Горбачев не боялся этих мыслей, едких, как полынь-трава, и боли не боялся. Поди знай, будет, нет ли, чего ж загодя паниковать. Все-все, что ему предстояло, был готов он вытерпеть, — ни выдержки, ни терпеливости не занимать. Лишь одного боялся Григорий Константинович — так боялся, что, стоило подумать об этом, руки становились липкими от пота, а губы обметывало горячечной сушью, — что Рита раньше времени узнает правду о его болезни.
С тех пор, как Горбачев при помощи своего соседа по палате, сантехника Зайца и растяпы Таисы Сергеевны, старшей сестры отдела радиохирургии, узнал, что болен неизлечимо, у него была одна цель, одна-единственная: чтобы Рита ни о чем не догадалась. До самого конца. До последней минуты, пока он сможет оставаться самим собой. Таким, каким был все четыре года, что они прожили вместе: сильным, добродушным, веселым. Четыре года он делил с нею радость, одну лишь радость, переполнявшую его, как вода реку в половодье. Беду он не хотел делить ни с кем. Особенно с нею.

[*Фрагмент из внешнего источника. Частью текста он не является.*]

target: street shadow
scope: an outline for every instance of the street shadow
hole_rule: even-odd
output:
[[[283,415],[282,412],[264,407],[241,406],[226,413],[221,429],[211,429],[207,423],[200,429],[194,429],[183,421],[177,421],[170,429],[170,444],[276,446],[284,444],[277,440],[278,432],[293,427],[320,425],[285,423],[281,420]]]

Рита была для Горбачева не просто женой — женщиной, с которой ешь, спишь, ходишь в гости и в театр, ссоришься из-за непришитой пуговицы или другого пустяка, а нежданным, негаданным чудом, связавшим свою жизнь с его жизнью по случайной, необъяснимой прихоти. За четыре года он так и не смог привыкнуть к тому, что Рита — его жена! Все время Григория Константиновича не покидало острое ощущение, что однажды она исчезнет. Она исчезнет, как и появилась, случайно, неожиданно, словно вынырнувший из тумана самолет, который через мгновение снова уйдет в туман, не оставив от себя даже следа — был? не был? — и уже ничто на свете не сможет ее вернуть. Всякий раз он возвращался с аэродрома домой, как на первое свидание, — с тревогой и надеждой, и, хотя всякий раз оказывалось, что тревога придумана, избавиться от нее он не мог.
Если бы у него спросили, счастлив ли он, Горбачев, ни секунды не колеблясь, ответил бы: счастлив! Однако где-то в подсознании он чувствовал, что счастье его сродни новой, еще не прошедшей испытаний и не запущенной в серию машине: вроде бы чудо-самолет, а поди знай, какую штуку он с тобой выкинет в самый неподходящий момент. Но зыбкость эту, неуверенность свою он никогда не променял бы на серийное счастье, прочное и устойчивое, как набитый тряпьем комод.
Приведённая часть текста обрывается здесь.